マエダブログ

マエダブログ TTC専務理事・前田洋一のTTCよもやま話

秋のジュネーブからホットなITU-T情報をお届けします。

日本では9月も中旬になるのに真夏日が続く状況のようですが、スイスのジュネーブの昼間の気温は20°C、日が落ちると10°C以下になりました。辺りの木々の緑はまだ残っていますが、街並みのキャンバスは急に秋色に変わろうとしています。(写真はITU本部とジュネーブ旧市街)

 私が議長を務めるITU-TのStudy Group 15(SG15)の第5回会合がジュネーブで開催され、勧告の承認を審議するプレナリー会合の運営のためにジュネーブに出張しました。

 SG15会合は、通常ほぼ9ヶ月間隔で開催しており、前回が2月に開催され、次回会合は12月に開催される予定ですが、今回の会合はその間に開催されるInterim(中間)会合に位置づけられ、SG会合が権限を有する勧告承認の機会を増やすことで勧告制定の加速化を図ることを目的に開催するものです。今会合では、アクセス網及びホームネットワークを扱うWP1とコア網の伝送系仕様を扱うWP3の課題に限定した議論が行われました。

 SG15の専門家の皆さんには、ホームネットワークの統一高速伝送仕様である改訂勧告G.9960(G.hn)やMPLS-TP網の運用保守のためのOAM機構を規定した新規勧告G.8113.2(G.tpoam)など18件の勧告草案の承認手続きの開始を合意したことなど大きな進展が有りましたが、詳細な会合報告はITU-TのSG15のホームページを見ていただくこととして、本ブログでは、TTCでのITU-Tへのアップストリーム活動に関連したホットな情報をお届けします。

1) ITU-T会合への寄書投稿のDirect Document Postingシステムを新規導入

今までSG会合やWP会合での寄書の投稿は、会合参加者が寄書を添付した電子メールをITU-Tの事務局に送付し、それを受領した事務局が寄書内容を確認し、寄書タイトルや投稿者データをデータベースに登録した上で、寄書が公開される手続きを経ていました。しかし、投稿から公開までに人手を介することから、時間がかかると共に人的稼働も必要となりました。この中間作業をなくすのがダイレクトポスティングシステムです。10月以降開催される他のSGやTSAG会合で適用され、SG15では12月の会合から新システムを適用することにしました。
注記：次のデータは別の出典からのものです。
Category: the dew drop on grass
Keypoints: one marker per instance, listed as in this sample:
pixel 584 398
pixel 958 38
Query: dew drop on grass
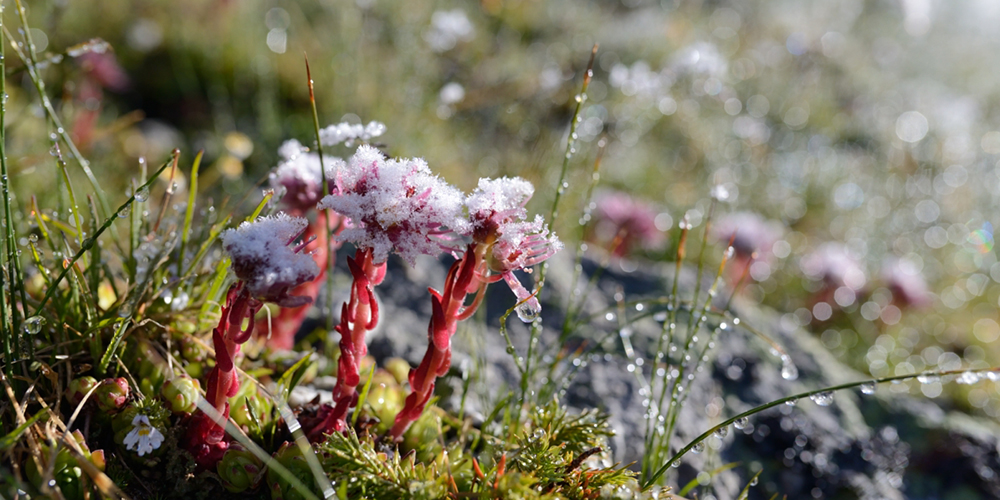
pixel 33 325
pixel 822 398
pixel 968 378
pixel 788 369
pixel 526 312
  ITU-T事務局のシステム紹介に関する文書を元に、システム概要を私が一部翻訳しましたので、以下に参考資料として提供します。

   「ITU-T寄書のダイレクトポスティングシステムの概要」

2) ジュネーブITU本部での参加者入館登録証にRFIDチップを搭載

 今まで写真カードで使い捨てであった参加者入館登録証にRFIDチップが搭載され、ITU会議室への入館が自動ゲート化されると共に、参加登録データが自動で書き換えられることからカードの交換も不要になります。また、ITUのモンブリアンビルの200台の個人用ロッカーが、鍵での施錠からRFID連動で使用できるようになり、参加者登録情報に連動し、ロッカーの使用管理が向上することになりました。(写真は参加者入館登録カード、入館ゲートと新設ロッカー)

3) ホームネットワーク関連勧告G.9973にTTC標準JJ-300.00を採用

 今回のSG15会合の成果として、TTCの次世代ホームネットワークシステム専門委員会(専門委員長:伊藤昌幸氏)で検討された標準であるJJ-300.00:「HTIP: Home-network Topology Identifying Protocol」(February 2011制定)がITU-T勧告G.9973における正式参照標準として引用され、国際標準仕様として利用されることになりました。この勧告草案は日本からの提案であり、NTTの山崎毅文さん、美原義行さん(SL研所属)、吉田龍彦さん(NTT-AT所属)のご貢献によるものです。ご苦労様でした。